Soube-se, então, por intermédio de reportagens do jornal O Estado de S. Paulo, que a origem e destinação das emendas da assembleia paulista não eram tornadas públicas e, quando o foram, em razão do episódio, mostraram alguns deputados que apadrinhavam obras de lugares de onde jamais receberam votos. Isso só aumentou a suspeita sobre a negociação das emendas.
O jornal apurou, ainda, que até mesmo deputados federais paulistas tinham, por vias transversas, acesso a essas emendas.
Roque Barbieri já ficou conhecido como o ‘Roberto Jefferson’ da Assembleia Legislativa, referência ao deputado federal que em entrevista-bomba denunciou a existência de mensalão na Câmara dos Deputados.
Mas, em São Paulo, dificilmente a questão resultará na abertura de uma CPI, pela forte resistência do bloco governista, amplamente majoritário na casa.
Independente da veracidade ou não da negociata das emendas parlamentares, é preciso entender que a perversão reside na própria existência delas.
A ideia de que deputados tenham uma cota do orçamento para distribuir a seus currais eleitorais é a mais pura expressão do patrimonialismo e da fisiologia.
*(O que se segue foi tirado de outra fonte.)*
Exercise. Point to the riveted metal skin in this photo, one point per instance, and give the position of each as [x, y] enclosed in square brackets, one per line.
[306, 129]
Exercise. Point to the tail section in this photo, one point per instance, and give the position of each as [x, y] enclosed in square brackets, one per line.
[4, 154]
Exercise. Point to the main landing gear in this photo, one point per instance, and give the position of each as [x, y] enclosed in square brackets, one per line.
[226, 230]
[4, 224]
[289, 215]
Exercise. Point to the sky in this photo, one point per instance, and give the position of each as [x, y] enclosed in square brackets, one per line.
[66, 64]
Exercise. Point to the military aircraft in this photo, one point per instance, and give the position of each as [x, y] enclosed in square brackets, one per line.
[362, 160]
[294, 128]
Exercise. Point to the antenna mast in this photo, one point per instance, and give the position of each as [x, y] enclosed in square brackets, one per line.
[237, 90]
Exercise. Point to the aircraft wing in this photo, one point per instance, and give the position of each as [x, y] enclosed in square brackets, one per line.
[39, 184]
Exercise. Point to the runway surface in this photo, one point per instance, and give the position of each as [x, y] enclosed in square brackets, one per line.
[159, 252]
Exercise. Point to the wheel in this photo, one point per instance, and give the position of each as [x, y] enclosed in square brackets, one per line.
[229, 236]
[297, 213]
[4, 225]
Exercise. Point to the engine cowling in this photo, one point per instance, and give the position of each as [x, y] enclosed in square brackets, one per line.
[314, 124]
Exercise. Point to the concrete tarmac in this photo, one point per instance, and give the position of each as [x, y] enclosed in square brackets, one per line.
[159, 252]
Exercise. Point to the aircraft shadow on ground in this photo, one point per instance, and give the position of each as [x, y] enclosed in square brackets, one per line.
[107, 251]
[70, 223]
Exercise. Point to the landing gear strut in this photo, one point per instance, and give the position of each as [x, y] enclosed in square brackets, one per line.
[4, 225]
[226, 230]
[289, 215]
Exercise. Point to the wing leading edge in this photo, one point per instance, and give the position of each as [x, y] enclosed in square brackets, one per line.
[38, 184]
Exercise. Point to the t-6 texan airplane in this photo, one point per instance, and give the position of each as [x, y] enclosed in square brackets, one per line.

O dinheiro do orçamento, o conjunto dos gastos públicos, deve ser dirigido a obras prioritárias, construções e serviços que mais demandam a intervenção do poder público. E não necessariamente aos lugares mais bem representados, mais providos de deputados ou senadores.
Que os parlamentares possam fazer parte das escolhas do orçamento, compartilhando as responsabilidades com o governo, é aceitável. Afinal, a eleição das prioridades é também um atributo da política.
Mas daí a que sejam agraciados com cotas apadrinhadas às suas bases vai uma enorme distância.
Deputados mantêm rincões eleitorais com favorecimentos às suas cidades e são continuamente reeleitos também em razão das verbas que conseguem destinar a elas. Cria-se um círculo vicioso que na verdade os reduzem, na melhor das hipóteses, à condição de despachantes.
Mas e as cidades que não elegeram parlamentares, como fazem?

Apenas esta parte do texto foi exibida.